SV Köthen SV Köthen: Paul Dudzik ist ein Tausendsassa

Köthen - Trainingsabend in der Sporthalle des Köthener Sportvereins. Zwei Tischtennisplatten stehen in der großen Halle. An einer spielen zwei Pärchen Doppel, die andere wartet noch auf ihre Akteure. Fast unscheinbar, mit dem Ellbogen an die Sprossenwand gelehnt, steht Paul Dudzik am Rand und beobachtet jeden Schlag, den die vier ausführen.
Paul Dudzik beobachtet das Spiel ganz genau
Es kommt kein Wort über seine Lippen, aber an seinem Minenspiel ist zu erkennen, ob er den gerade geschlagenen Ball für gut befunden hat oder ob ihn die Abwehraktion mehr beeindruckt hat.
Der Sport überhaupt, aber insbesondere die Disziplin Tischtennis, ist das Leben von Paul Dudzik.
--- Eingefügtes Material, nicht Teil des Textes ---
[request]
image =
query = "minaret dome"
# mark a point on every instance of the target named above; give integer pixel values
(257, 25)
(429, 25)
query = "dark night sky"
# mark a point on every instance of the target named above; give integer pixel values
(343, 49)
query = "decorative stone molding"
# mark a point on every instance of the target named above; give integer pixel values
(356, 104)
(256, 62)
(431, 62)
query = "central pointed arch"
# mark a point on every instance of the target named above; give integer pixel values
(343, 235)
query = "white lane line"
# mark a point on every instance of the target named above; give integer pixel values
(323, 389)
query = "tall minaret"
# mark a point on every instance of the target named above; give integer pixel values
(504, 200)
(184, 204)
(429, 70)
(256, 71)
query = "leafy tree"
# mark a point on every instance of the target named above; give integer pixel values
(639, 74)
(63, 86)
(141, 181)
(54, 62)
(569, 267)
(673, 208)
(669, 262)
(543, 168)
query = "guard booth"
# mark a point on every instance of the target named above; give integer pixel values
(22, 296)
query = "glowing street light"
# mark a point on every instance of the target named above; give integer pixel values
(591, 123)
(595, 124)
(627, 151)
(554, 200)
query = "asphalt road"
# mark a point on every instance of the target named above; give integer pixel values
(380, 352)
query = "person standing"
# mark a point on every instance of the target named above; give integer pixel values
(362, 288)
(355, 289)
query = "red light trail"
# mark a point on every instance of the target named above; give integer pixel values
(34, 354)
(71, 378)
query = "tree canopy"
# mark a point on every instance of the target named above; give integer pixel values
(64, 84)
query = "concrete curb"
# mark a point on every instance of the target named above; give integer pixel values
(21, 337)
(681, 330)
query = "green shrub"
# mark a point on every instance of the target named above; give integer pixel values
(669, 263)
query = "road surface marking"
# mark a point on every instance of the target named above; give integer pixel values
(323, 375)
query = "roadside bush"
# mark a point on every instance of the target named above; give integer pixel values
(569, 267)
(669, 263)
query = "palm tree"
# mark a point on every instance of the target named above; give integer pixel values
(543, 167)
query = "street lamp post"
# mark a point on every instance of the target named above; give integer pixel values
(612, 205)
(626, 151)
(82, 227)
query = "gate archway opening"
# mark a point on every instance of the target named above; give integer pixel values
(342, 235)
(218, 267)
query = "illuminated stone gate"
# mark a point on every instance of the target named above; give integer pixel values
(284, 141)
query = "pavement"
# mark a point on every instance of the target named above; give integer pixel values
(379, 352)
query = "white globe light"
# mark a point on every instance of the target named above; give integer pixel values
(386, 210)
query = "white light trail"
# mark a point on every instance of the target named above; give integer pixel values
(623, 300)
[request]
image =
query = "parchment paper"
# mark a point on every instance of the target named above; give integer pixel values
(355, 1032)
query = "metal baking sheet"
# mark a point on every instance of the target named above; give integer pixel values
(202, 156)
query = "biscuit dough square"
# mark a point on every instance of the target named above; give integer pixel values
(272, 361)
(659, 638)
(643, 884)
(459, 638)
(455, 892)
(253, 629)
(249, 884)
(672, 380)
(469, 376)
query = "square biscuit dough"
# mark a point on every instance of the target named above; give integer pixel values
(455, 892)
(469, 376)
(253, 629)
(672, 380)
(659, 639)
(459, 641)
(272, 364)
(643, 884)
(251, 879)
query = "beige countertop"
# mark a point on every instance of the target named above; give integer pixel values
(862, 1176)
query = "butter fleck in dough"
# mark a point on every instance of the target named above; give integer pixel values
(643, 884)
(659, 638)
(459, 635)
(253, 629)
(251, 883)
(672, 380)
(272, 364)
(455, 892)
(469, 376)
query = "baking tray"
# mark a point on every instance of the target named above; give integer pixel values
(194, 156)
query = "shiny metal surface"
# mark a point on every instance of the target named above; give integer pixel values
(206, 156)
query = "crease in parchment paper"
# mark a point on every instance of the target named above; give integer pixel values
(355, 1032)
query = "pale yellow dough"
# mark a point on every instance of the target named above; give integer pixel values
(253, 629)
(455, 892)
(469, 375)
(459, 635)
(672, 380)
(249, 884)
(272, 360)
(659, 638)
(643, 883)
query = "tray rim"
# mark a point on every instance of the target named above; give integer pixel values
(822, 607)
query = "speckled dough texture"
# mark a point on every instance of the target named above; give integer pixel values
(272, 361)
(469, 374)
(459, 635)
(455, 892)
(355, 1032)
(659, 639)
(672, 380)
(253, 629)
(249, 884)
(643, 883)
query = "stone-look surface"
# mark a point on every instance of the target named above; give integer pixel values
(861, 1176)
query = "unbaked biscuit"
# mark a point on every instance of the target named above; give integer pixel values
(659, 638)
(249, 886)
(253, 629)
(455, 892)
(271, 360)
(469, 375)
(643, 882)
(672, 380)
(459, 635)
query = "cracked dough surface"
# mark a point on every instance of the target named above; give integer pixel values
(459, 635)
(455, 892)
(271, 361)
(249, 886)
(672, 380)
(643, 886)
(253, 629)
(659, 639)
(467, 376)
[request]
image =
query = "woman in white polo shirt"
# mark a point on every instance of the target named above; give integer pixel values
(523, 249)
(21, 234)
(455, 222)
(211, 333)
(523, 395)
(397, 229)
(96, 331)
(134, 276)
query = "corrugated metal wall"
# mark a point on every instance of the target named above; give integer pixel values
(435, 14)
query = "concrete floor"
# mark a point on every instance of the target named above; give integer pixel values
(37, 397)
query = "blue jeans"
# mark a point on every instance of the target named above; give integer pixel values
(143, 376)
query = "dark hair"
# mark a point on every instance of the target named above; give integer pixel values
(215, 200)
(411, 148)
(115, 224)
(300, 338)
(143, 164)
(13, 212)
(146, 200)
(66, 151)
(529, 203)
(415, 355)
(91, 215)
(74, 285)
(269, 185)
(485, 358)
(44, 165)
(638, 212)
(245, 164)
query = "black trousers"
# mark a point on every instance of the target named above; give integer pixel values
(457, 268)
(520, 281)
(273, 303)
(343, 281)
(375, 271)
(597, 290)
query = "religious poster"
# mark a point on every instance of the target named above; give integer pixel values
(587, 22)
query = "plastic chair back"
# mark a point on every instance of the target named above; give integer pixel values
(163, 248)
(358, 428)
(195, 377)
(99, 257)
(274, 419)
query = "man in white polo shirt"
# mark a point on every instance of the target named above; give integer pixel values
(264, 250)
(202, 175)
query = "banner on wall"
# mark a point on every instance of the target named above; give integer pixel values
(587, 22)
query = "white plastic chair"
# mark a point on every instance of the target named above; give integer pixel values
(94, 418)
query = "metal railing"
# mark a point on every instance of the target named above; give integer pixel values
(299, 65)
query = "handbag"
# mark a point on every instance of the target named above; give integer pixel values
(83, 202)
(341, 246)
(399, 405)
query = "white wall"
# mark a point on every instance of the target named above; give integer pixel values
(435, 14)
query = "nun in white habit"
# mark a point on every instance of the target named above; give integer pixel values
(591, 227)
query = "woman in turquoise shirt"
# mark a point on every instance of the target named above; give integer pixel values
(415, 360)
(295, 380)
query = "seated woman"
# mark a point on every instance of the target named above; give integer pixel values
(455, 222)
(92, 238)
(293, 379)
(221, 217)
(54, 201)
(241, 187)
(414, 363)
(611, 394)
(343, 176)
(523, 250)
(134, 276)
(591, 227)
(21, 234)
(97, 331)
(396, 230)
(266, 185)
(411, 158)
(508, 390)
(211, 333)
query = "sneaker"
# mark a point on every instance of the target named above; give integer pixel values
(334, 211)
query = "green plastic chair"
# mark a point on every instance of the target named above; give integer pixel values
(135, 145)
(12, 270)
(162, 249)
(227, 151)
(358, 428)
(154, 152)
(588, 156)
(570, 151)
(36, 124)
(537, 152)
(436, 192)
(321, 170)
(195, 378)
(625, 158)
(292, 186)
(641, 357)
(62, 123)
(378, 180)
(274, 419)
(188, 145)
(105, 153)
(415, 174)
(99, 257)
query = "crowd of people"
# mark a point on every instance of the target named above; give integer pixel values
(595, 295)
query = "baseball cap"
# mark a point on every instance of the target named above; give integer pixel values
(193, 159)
Seit seinem neunten Lebensjahr betreibt er das schnelle Spiel mit dem kleinen Zelluloidball. Unzählige Pokale und Urkunden hat der 80-Jährige zu Hause aufbewahrt. Seine aktive Zeit ist seit den Tagen von Bandscheiben- und Hüftoperation vorbei.
Paul Dudzik kann nicht nur „rumstehen“
„Eigentlich“, sagt Paul Dudzik, um dann nicht nur für den Fotografen doch wieder seinen aus dem Jahr 1972 stammenden und damals mehr als 100 Mark teuren Schläger in die Hand zu nehmen und ein paar Bälle zu spielen.
„Nur rumstehen geht auch nicht. Aber meine Bewegungsfreiheit ist spätestens seit einem doppelten Bänderriss in der linken Schulter stark eingeschränkt“, erklärt er. Das passierte übrigens nicht beim Tischtennis, sondern beim ganz normalen Gang in den heimischen Keller - „in glatten Pantoffeln“. Um dem Nachwuchs des Köthener SV die wichtigsten Grundlagen des Spiels und viele Kniffe beizubringen, reicht die Fitness aber allemal noch.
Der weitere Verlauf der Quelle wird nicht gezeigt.